A baby is left for dead and is raised among wild animals. In this film, actual wolves were used in the sequences along with effective Cushing narration. A few years pass and he is rescued by a travelling carnival run by Master Pamponi (Griffith) and his band of pathetic performers. He spends the rest of his youth performing as “Wolfboy”.
Finally, he embarks out on his own and goes to work as a zookeeper in Paris. Then he has grown into a large, strapping naïve lad Entoile (David Rintoul). Murders begin to happen and Peter Cushing, a medical examiner dabbling in detective work, begins to piece the mystery together to a predictable end.
The Horror Of It All
No new story elements or dangerous sequences happen other than a distasteful killing of wolves and other animals in cages as they are thought to be causing the murders. I find any harm to animals in the film, be it like this or the Italian cannibal films repressible and the mark of cheap lazy writing. My belief is this moment of shock was put in just simply to shock people, much like the infamous assault scene in Frankenstein Must be Destroyed 1969.

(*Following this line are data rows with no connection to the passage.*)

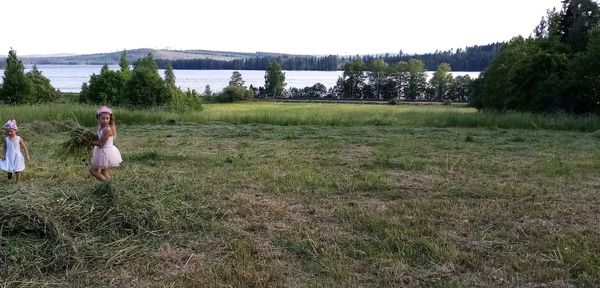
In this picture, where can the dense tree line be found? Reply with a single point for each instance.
(402, 81)
(556, 70)
(474, 58)
(326, 63)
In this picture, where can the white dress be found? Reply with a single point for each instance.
(106, 156)
(14, 161)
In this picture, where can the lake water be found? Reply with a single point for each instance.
(69, 78)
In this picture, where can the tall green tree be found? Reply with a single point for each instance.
(440, 83)
(43, 90)
(417, 80)
(124, 62)
(576, 19)
(16, 87)
(353, 79)
(377, 76)
(146, 88)
(236, 79)
(170, 76)
(106, 88)
(274, 80)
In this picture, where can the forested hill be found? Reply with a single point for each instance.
(135, 54)
(475, 58)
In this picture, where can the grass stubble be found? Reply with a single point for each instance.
(259, 205)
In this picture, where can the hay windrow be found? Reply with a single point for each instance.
(77, 144)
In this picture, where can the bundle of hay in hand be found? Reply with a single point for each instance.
(78, 143)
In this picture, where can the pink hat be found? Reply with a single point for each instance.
(103, 109)
(11, 124)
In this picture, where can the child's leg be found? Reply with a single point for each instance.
(105, 173)
(96, 173)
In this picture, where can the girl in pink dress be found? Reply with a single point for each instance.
(14, 152)
(105, 154)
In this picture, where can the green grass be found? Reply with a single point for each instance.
(219, 204)
(288, 114)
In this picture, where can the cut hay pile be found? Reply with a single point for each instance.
(78, 143)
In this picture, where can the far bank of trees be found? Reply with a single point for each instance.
(141, 86)
(555, 70)
(402, 81)
(474, 58)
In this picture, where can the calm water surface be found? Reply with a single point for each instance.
(69, 78)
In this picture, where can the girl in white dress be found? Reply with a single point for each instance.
(105, 154)
(13, 160)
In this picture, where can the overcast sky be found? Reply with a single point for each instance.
(314, 27)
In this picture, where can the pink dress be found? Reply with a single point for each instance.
(14, 161)
(106, 156)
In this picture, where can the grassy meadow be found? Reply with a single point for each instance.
(308, 195)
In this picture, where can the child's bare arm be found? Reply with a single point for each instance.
(24, 147)
(107, 133)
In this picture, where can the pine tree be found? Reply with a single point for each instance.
(16, 87)
(274, 80)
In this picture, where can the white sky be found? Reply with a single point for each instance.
(316, 27)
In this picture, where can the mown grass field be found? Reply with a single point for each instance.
(309, 195)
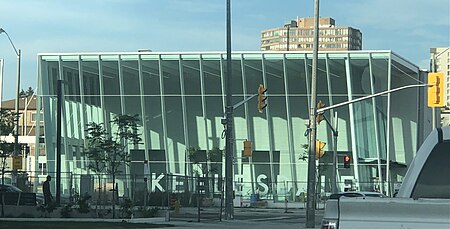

Peter Cushing, Hugh Griffith and Ron Moody all do a credible professional job, if you can get by Moody giving his character too much of a “Long John Silver” laugh in some moments. Makeup wise, the monster looks like a cross between Oliver Reed and Paul Naschy. Hard to believe that this film was only six years away from the very different look of The Howling 1981 and An American Werewolf in London 1981. What a difference the time, budget and story make as reflected in the change to come.
Times They Are A-Changin
The film also sees people in their first starring or supporting role or behind the camera learning the craft. One of these was David Rintoul, who went on to a huge career in film, stage and television, including work on The Crown and others. One forgets that this is the function of these B films or lower budget pictures, to serve as a training ground for actors, writers, technicians and others.
In fairness to Legend of the Werewolf 1975, this was a film that showed the changing face of horror. The horrors were becoming visual, hard-hitting, and controversial making this film quaint yet comforting.